Using Kate to get entry into Santa Claus’s village – turns out that Mrs. Claus actually designed the place, with its 300,000 stores and a cinema that only screens Elf, which prompts Jack to remark that it should be called Mrs’ Claus’s Village; strike one for festive feminism! – his plan is to steal away or ruin everything that makes Christmas special, or happen at all really, and establish his own kingdom of, well, whatever it is, it won’t be pleasant, it won’t feature candy canes and may injure a reindeer.
Sounds like a bundle of fun, doesn’t it?
Clearly, it won’t be remotely enjoyable with his actions likely ruining Christmas, not just for this year but forevermore; it’s time to stop him but will everyone succeed in this time-sensitive, urgent act and will the spirit of the season grip the world in its red-and-green hold once again?
Of course, it will – this is a Christmas film; no chance of a moody, half-finished French art film ending here (which by the way, are wonderful, just not very Christmassy on the whole).
It is what The Christmas Chronicles 2 does with this well-set out plot and the various tropes and cliches that festoon is like popcorn garlands that really makes it come alive and which turns it into a sequel that should not fear having that label slapped upon it.
The festive transformation machine whirs into feverishly delightful action with Kate and Jack embarking on their own transformative journeys – Kate’s is particularly authentically affecting in a way that most films of the genre don’t quite manage to effect – and coming out the other side, having made peace with their respective juvenile demons, and ready to enjoy the good and wonderful things in their grasp.
Santa Claus, who can belt out a tune and does at Logan International Airport in Boston in 1990 – shhh, it’s a Christmas movie where anything is possible and joyfully so, epically so – and Mrs. Claus play crucial roles in bringing out these changes in Kate and Jack, as they race to restore the North Pole to its former toymaking, elf-dwelling technicolour, vibrantly happy glory.
What makes The Christmas Chronicles 2 so different to many of the films in its tinsel strewn genre is that it is possessed of a real beating heart beneath all the fur-trimmed red and fantastical festiveness.
It more than looks the part, with Mrs Claus’s Village in particular looking a like a wonderland of Christmasness, but dig down past the happy elves and the flying reindeer, the cosy beds and the shimmering borealis that protects the home of Santa Claus from discovery by the outside world, and you have a film that understands that real humanity is at work in even the most magical of situations.
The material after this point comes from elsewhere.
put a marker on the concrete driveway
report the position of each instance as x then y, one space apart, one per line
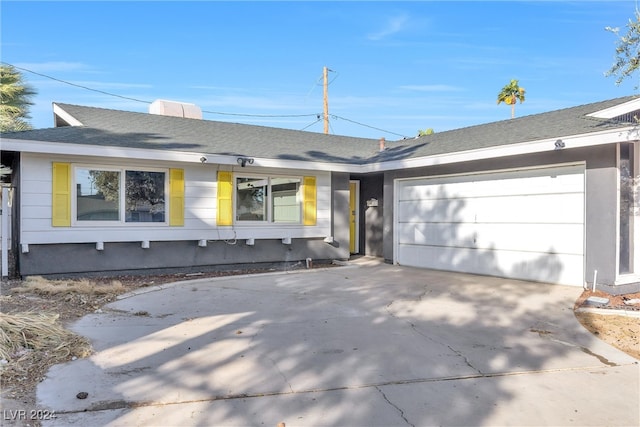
359 345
Even Mrs. Claus gets in touch with her inner hurt and pain, and by the end of the film, it becomes apparent that while reindeer can be revived by some judiciously-manufactured Christmas spirit, in an airport no less, people require a little more real loving and understanding to truly get themselves right with their families and the world around them.
The Christmas Chronicles 2 manages to accomplish all this therapeutic wonderfulness without falling into a great big slush pile of festive treacle, giving us all the buoyant, joyful, most wonderful time of the year happiness without sinking us beneath the weight of overly-earnest sentimentality.
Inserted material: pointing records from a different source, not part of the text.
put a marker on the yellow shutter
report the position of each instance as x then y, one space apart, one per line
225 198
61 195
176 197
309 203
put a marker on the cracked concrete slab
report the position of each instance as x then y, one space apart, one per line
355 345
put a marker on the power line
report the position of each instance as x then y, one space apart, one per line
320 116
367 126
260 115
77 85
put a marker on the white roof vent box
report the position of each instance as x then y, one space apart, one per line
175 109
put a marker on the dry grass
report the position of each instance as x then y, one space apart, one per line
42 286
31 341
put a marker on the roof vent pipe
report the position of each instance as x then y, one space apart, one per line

That’s quite a feat, as is saving Christmas, and there is not a second in this wildly full-on, giddily action-packed, heartfelt piece of near-perfect festive storytelling where you aren’t laughing, oohing and aahing in glittering wonder or feel your heart swell with painful and joyful recognition (depending on the moment) and clapping your delight as the sheer merriment and change-making possibilities of the season.